İki sevgilinin hikayesini anlatan romantik bilimkurgu “Kader Ajanları”nın başrollerinde Matt Damon ile Emily Blunt var
Ünlü bilimkurgu yazarı Philip K. Dick’in ilk kez 1954’te yayımlanan “Adjustment Team” adlı öyküsünün çok serbest bir uyarlaması olan “Kader Ajanları”, her insanın kaderinin bir “yönetici”ye bağlı adamlar tarafından çizildiği bir dünyada geçiyor.

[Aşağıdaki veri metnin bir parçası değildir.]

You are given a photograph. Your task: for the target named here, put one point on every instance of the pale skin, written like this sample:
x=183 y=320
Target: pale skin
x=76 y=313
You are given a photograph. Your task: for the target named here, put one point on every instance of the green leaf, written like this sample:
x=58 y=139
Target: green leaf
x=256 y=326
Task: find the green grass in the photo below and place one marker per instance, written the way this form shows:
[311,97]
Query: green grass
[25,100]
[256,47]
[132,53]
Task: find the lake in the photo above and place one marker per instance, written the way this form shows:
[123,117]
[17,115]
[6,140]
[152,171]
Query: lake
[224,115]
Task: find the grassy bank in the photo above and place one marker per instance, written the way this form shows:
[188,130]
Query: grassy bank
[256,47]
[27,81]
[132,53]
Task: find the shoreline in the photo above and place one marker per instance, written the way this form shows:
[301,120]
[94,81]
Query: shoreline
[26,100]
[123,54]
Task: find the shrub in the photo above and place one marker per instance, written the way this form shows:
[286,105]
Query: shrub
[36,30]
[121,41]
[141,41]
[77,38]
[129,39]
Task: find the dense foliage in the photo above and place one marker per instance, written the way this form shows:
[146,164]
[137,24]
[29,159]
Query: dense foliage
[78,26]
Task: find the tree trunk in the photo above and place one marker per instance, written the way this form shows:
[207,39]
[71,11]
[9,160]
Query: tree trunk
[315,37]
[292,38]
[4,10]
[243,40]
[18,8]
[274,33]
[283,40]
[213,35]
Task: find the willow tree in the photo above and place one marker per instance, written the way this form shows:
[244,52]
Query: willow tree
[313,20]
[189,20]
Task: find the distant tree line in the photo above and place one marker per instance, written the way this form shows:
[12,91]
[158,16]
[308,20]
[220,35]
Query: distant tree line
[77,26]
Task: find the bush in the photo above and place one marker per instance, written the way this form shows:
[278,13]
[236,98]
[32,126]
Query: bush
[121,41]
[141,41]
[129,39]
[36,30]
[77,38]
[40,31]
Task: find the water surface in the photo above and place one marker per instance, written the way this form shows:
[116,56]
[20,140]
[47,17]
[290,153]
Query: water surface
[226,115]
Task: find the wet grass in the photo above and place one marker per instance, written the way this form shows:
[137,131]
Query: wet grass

Konusu şöyle: David Norris genç bir politikacıdır. Senatör olmak üzereyken bir skandal yüzünden seçimleri kaybeder. Kaybettiği seçimin konuşmasını yapmadan önce erkekler tuvaletinde Elise adlı bir dansçıyla tanışır. Genç kadından aldığı ilhamla unutulmaz bir konuşma yapan Norris, bu kısa karşılaşmayı unutamaz. Ancak Elise ile yolları her kesiştiğinde, bir “yönetici”nin emrinde dünyanın gidişatını belirleyen kara filmlerden fırlamışa benzeyen takım elbiseli, şapkalı adamlar onları ayırır. David bu düzeni keşfeder ve Elise için duyduğu aşk için çizilmiş kaderine karşı gelir.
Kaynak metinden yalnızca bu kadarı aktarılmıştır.